Il Parlamento era debole e diviso, incapace di affrontare i problemi.
I socialisti e i comunisti spaventavano la borghesia e i ceti medi.
I fasci di combattimento di Benito Mussolini, fondati nel 1919, avevano guadagnato consensi grazie alla loro violenza contro i socialisti e alla promessa di “ordine”.
⚔️ I giorni precedenti la Marcia (fine ottobre 1922)
24 ottobre 1922 — Discorso di Napoli
Mussolini parla davanti a circa 40.000 camicie nere riunite a Napoli.
Pronuncia una frase simbolica: “O ci daranno il governo, o lo prenderemo calando su Roma.”
È un chiaro ultimatum al governo liberale di Luigi Facta.
25-26 ottobre — Preparativi
I fascisti si organizzano militarmente per prendere il potere.
I quadrumviri (i capi dell’operazione) vengono scelti:
Italo Balbo
Cesare Maria De Vecchi
Michele Bianchi
Emilio De Bono
Mussolini, prudente, rimane a Milano per seguire gli eventi da lontano e valutare la situazione politica.
27 ottobre — Inizio della mobilitazione
Le squadre fasciste iniziano a occupare prefetture, municipi e stazioni ferroviarie in varie città dell’Italia centro-settentrionale (soprattutto in Emilia, Toscana e Umbria).
Il governo Facta tenta di reagire e propone al re Vittorio Emanuele III di firmare lo stato d’assedio, che avrebbe dato all’esercito il potere di fermare i fascisti.
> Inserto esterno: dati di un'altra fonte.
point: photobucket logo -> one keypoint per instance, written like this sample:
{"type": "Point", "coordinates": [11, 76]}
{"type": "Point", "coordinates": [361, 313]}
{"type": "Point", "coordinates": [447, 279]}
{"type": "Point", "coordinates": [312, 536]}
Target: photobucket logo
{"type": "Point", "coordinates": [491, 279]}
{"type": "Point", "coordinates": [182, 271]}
🇮🇹 28 ottobre 1922 — La Marcia su Roma
Migliaia di camicie nere si muovono verso la capitale da quattro direzioni (Nord, Nord-Est, Centro e Sud).
Tuttavia, si tratta più di una dimostrazione di forza che di una vera battaglia: i fascisti erano circa 25.000, male armati, mentre l’esercito contava più di 30.000 uomini.
Il re rifiuta di firmare lo stato d’assedio, temendo una guerra civile o che l’esercito non gli obbedisse.
Il governo Facta si dimette.
🏛️ 29–30 ottobre 1922 — Mussolini al potere
Il 29 ottobre il re incarica Mussolini di formare un nuovo governo.
Mussolini arriva a Roma in treno la notte tra il 29 e il 30 ottobre e il giorno dopo riceve ufficialmente l’incarico di Presidente del Consiglio (primo ministro).
Il 31 ottobre i fascisti sfilano per Roma in parata trionfale.
⚙️ Conseguenze
La Marcia su Roma segna l’inizio del regime fascista in Italia.
Formalmente il potere viene ottenuto in modo “legale”, ma di fatto è il risultato di una minaccia violenta.
Nei mesi successivi Mussolini consolida il suo controllo, eliminando progressivamente la democrazia liberale fino alla dittatura del 1925-1926.